If you’re healthy and qualify for subsidies: If you earn $88,200 or less for a family of four or $43,320 of less as an individual, you will qualify for subsidized rates. You may have more choice than you do now in the level of coverage you can buy. The exchanges will sell four levels of plans: bronze, silver, gold and platinum, with bronze being the least robust. It’s unclear how those levels of coverage will be defined.
Will you pay less for similar coverage to what you have now, assuming you’re buying insurance? It depends on how much of a subsidy you get, but cheaper rates are not guaranteed. “On average, rates are going to go up for most people,” says Colwell. The Kaiser Family Foundation offers a set of tables that estimate what you will likely pay, depending on your income. (You have to use the calculator first to get to the page where the tables appear).

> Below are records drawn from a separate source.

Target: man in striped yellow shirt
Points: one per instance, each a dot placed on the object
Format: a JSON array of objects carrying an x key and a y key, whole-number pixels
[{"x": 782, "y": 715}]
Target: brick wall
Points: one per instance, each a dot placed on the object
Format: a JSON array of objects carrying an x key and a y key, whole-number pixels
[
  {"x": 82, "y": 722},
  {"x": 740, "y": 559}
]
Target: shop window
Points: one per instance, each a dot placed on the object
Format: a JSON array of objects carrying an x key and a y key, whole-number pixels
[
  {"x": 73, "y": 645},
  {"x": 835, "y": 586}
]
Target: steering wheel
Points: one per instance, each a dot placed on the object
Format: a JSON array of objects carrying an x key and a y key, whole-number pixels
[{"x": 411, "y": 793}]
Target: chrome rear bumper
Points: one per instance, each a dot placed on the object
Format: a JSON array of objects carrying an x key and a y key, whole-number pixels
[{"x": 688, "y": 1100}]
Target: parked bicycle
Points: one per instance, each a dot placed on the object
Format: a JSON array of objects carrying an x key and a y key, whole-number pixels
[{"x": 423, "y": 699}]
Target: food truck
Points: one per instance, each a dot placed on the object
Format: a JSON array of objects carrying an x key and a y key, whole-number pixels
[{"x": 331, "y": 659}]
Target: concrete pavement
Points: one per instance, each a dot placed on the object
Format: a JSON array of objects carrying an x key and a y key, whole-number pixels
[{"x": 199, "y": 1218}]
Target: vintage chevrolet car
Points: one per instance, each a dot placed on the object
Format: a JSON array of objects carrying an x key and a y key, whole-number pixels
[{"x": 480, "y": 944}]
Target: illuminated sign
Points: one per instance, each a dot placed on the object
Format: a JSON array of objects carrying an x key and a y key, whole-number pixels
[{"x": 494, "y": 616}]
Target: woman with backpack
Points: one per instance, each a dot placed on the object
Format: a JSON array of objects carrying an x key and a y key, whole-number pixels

If you don’t qualify for the subsidies. You will probably pay more for your health insurance, as insurance companies try to offset the increased costs of treating more unhealthy people, says Colwell. He says it’s impossible to predict what the increase in rates will be but “it could be as much as 50%.” (Contemplating my rates going up to as much as $4,500 a month makes me almost physically ill, so I’m going to have to force myself to stop thinking about it! But, since we keep getting $600 a month increases, that number doesn’t seem wildly out of whack).
I used a calculator from the Kaiser Family Foundation to predict rates for a “silver” family plan in several states. Since this site is the $200KFreelancer, I calculated the rate for a married 45-year-old plan holder with two children and a family income of $200,000 in a high-cost state, where many of our readers live. The premium: $17,094. (But, based on my premiums, that number seemed unrealistically low–unless the silver plan is truly bare bones) For the lowest cost of living states, the calculator said annual premiums would likely total $11,396 for the same family. For single people, the cost was $6,730 in a high cost of living state and $4,487 in one with the lowest healthcare costs.
The bite of higher health rates may not be as painful if you live outside of high-cost states like New York, New Jersey and Massachusetts. For instance, in lower cost states, “right now, if you’re a healthy individual, you can purchase a plan from $80 to $200 a month,” Colwell says. Post-health reform, a plan may cost $300 a month, he said.
Colwell brought up another key point that will affect everyone: It may take longer to get a doctor’s appointment, as millions of people enter the market in 2014. “There’s going to be a massive shortage of doctors and healthcare providers,” he says. That might not affect folks who live in areas that are chock full of doctors, but it could be a big factor for those in underserved communities.
My guess after covering health care for a long time is that the cost of health care in low cost states will rise to be roughly the same as the costs in high-cost states; and high-cost states won’t necessarily see much of an increase. New York, New Jersey and Massachusetts are states where health care insurance is heavily regulated. The greater regulation results in more people being covered with richer plans — but the regulations also drive costs up.